I'm reading Algebraic Curves and Riemann Surfaces by Rick Miranda. I let $X = \mathbb{R}^2$ and let $U$ be any open subset of $X$. Then I define $\phi_{U} (x,y) = x+iy$ from $U$ to $\mathbb{C}$, being a complex chart on $\mathbb{R}^2$. Then it wants me to prove that any two charts defined like this are compatible with each other.
Then I first try to use Cauchy-Riemann Equation. I have $\frac{\partial u}{\partial x} = 1$, $\frac{\partial u}{\partial y} = 0$, $\frac{\partial v}{x} = 0$, and $\frac{\partial v}{\partial y} = 1$ And this means that the chart satisfies Cauchy-Riemann Equation, and since all four partial derivatives are continuous, then this means that $\phi_{U}(x,y)$ is holomorphic for every $(x,y) \in \mathbb{R}^2$.

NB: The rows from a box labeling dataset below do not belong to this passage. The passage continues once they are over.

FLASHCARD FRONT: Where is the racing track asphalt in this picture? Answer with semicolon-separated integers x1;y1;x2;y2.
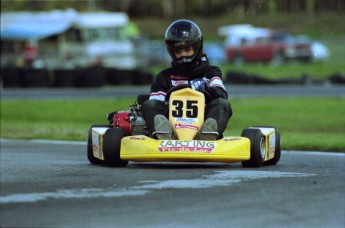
0;139;345;227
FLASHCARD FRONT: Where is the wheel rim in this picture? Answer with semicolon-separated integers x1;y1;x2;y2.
260;138;266;158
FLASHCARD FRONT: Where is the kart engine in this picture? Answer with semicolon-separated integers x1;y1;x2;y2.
108;102;150;136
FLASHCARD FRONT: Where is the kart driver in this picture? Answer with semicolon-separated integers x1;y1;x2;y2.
143;20;232;140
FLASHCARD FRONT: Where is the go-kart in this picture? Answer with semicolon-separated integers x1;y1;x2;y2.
87;85;281;167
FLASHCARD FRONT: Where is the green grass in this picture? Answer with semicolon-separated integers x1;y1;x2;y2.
1;98;345;152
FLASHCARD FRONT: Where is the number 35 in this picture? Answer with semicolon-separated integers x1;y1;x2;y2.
172;100;198;118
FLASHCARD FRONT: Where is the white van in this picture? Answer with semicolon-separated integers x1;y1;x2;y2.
59;13;136;69
1;9;137;69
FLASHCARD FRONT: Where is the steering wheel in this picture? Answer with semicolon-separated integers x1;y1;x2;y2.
165;84;211;104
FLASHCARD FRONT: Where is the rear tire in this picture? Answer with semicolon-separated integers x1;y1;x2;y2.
241;129;266;168
87;124;111;165
103;128;128;167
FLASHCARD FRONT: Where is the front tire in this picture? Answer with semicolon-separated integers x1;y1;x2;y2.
264;127;281;165
241;129;266;168
103;128;128;167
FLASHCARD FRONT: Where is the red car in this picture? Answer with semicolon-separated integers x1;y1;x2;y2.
226;32;312;64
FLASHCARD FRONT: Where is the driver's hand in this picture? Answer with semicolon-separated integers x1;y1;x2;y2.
190;78;207;92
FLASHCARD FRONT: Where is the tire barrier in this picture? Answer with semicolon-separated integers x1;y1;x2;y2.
1;66;153;88
224;71;345;85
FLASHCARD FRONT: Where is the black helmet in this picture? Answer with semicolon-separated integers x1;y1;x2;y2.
165;20;203;68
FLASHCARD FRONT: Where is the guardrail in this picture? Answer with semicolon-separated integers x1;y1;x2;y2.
1;67;345;88
1;67;153;87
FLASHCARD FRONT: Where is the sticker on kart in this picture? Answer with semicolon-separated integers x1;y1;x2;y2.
158;140;217;153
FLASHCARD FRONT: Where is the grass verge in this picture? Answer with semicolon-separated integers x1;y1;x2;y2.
1;98;345;151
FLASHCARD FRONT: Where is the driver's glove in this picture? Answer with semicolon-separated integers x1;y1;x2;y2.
190;78;208;92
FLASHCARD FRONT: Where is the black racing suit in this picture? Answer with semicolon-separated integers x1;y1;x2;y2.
143;55;232;135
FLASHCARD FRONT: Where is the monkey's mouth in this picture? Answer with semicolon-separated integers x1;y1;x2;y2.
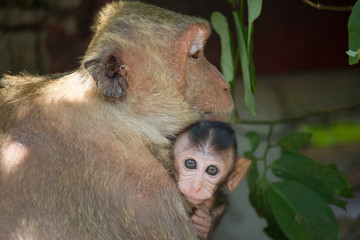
202;112;230;122
184;195;205;204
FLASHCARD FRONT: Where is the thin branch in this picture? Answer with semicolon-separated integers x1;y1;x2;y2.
303;0;353;11
236;103;360;125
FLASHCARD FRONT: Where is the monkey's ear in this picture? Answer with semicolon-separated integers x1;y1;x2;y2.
84;55;128;97
226;158;251;192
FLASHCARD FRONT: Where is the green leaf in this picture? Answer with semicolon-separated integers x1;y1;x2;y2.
248;177;287;240
233;11;256;116
347;1;360;65
268;181;339;240
276;133;311;151
271;154;353;209
245;131;261;153
210;12;235;82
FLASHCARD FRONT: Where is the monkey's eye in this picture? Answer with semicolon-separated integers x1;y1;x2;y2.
205;165;219;176
191;50;200;60
184;158;196;169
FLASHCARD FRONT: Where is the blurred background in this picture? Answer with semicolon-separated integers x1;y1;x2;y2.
0;0;360;240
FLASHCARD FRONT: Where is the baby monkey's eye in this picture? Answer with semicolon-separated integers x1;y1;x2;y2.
191;50;200;60
205;165;219;176
184;158;196;169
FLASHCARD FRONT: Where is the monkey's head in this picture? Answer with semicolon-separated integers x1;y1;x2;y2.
83;2;233;127
173;121;250;204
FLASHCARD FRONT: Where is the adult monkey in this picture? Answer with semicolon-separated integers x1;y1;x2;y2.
0;2;232;240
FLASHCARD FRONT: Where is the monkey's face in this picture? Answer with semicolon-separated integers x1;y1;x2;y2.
176;24;233;121
174;134;234;204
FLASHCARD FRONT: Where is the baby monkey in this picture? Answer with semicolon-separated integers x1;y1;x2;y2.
173;121;250;239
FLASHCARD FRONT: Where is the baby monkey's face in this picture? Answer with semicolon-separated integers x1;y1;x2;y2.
174;133;234;204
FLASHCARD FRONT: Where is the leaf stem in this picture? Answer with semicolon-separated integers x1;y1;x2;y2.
303;0;353;11
261;124;274;179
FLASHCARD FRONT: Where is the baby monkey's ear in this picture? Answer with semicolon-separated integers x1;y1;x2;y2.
226;157;251;192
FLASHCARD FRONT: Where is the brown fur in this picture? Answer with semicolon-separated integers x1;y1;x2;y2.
0;2;232;240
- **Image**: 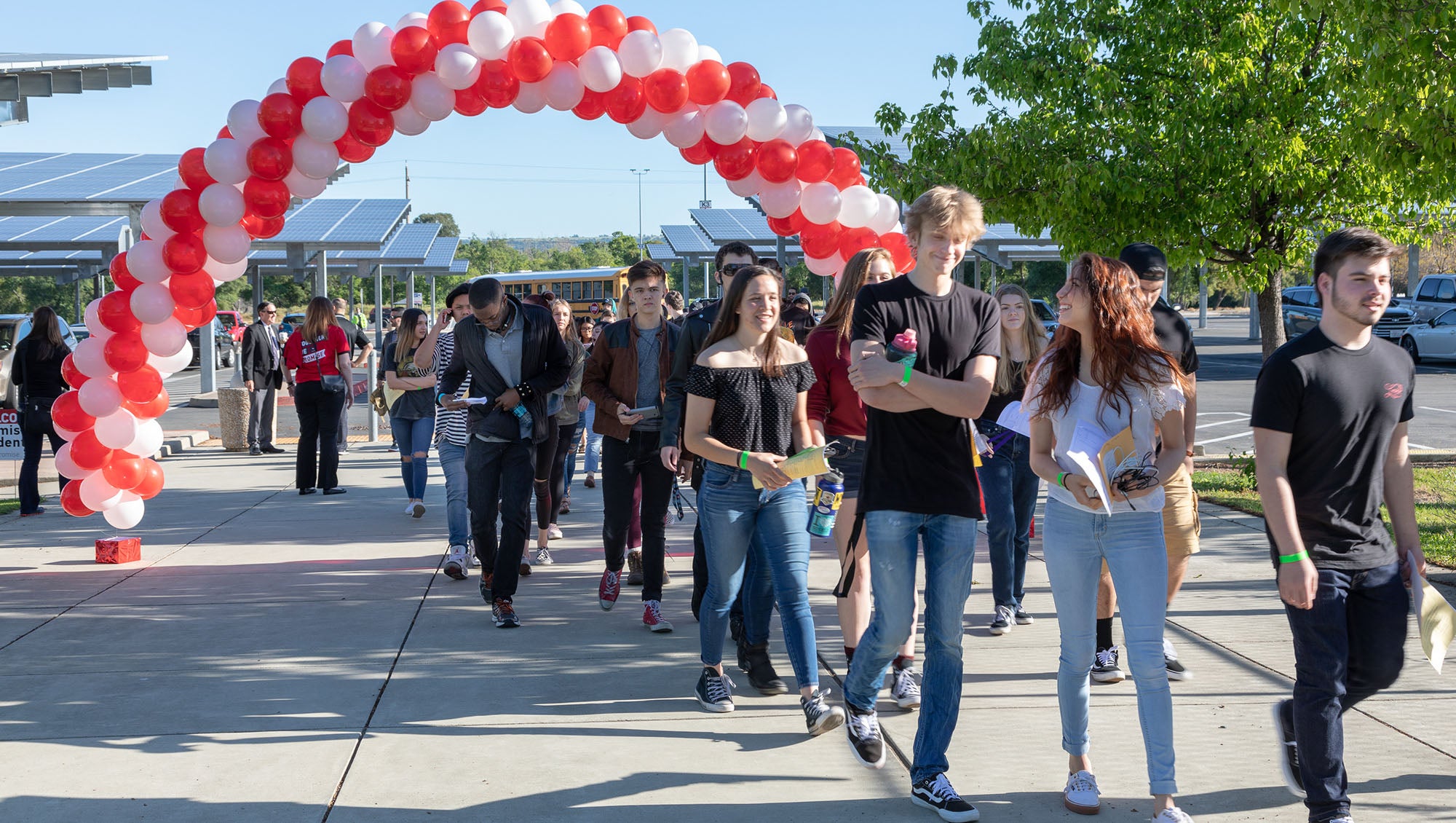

Then on the book, the definition of being compatible is that we let $\phi_{1}: U_{1} \rightarrow V_{1}$ and $\phi_{2}: U_{2} \rightarrow V_{2}$ be two complex charts on $X$. We say that $\phi_{1}$ and $\phi_{2}$ are compatible if either $U_{1} \cap U_{2} = \emptyset$, or $\phi_{2} \circ \phi_{1}^{-1}: \phi_{1} (U_{1} \cap U_{2}) \rightarrow \phi_{2} (U_{1} \cap U_{2})$ is holomorphic. But I'm confused how I should pick my $phi_{1}$ and $\phi_{2}$ in my specific context.
UPDATE: Here my $\phi_{1}$ and $\phi_{2}$ will be the same charts. Then I have $$\phi_{2} \circ \phi_{1}^{-1} = x+iy$$ which is holomorphic, since it's just a linear map.
2026-03-29 14:00:06.1774792806